- 1 lb uncooked bacon, chopped into 1/2" - 1" pieces.
- 1 cup yellow sweet onion, finely chopped
- 2 shallots, peeled and finely chopped
- 3-4 drops of liquid smoke, optional (see notes)
- 2 cloves of garlic, peeled and minced
- 1/2 cup brown sugar, packed
- 1/4 cup pure maple syrup
- 1/4 cup apple cider vinegar
- 1/2 cup brewed coffee, hot or cold
- Heat a large skillet on medium heat, and cook bacon pieces until crispy. Remove the pieces to a double layer of paper towels and set aside to drain.
- Carefully drain out all but about 1 TBS of the bacon grease (save the rest for other uses!)
- Add the onion and shallots to the pan and cook until caramelized, this could take 20 minutes or more. Add the garlic and cook for 2 minutes more.
- Add the liquid smoke (if using), brown sugar, maple syrup, apple cider vinegar, and coffee.
- Return the cooked bacon to the pan and mix everything together.
- Reduce heat to low and allow to cook until the base is thick and and the mixture has taken on a jam-like consistency. Taste and adjust sweetness or smokiness as needed by adding more brown sugar or maple syrup, or a few extra drops of liquid smoke.
- Allow to cool and store in an airtight container in the refrigerator.

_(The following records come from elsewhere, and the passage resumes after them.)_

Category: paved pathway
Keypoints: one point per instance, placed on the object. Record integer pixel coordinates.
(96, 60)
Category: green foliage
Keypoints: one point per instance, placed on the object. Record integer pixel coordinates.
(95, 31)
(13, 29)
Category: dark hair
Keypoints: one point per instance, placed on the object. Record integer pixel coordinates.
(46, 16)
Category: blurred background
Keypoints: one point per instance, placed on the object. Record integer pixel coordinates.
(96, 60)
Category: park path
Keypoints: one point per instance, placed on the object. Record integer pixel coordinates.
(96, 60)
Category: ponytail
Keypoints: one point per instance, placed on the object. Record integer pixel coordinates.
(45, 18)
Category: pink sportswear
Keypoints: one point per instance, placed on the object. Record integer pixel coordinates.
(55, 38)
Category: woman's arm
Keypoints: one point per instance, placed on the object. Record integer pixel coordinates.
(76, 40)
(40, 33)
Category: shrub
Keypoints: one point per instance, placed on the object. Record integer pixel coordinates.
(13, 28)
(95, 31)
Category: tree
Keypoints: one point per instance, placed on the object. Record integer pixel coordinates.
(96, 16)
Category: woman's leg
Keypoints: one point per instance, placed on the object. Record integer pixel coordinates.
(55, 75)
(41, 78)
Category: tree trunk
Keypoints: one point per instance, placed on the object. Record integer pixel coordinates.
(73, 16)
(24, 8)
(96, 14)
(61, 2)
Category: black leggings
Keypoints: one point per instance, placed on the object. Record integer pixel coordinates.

Depending on the type of bacon you use, you may want to alter the sweetness and/or the smokiness of your jam. If you are using a sweet maple/brown sugar bacon and want some more smoke, add a few drops of liquid smoke. If you want more sweetness, add a bit more brown sugar or maple syrup - I encourage you to taste and adjust so that the jam is perfect for your tastes.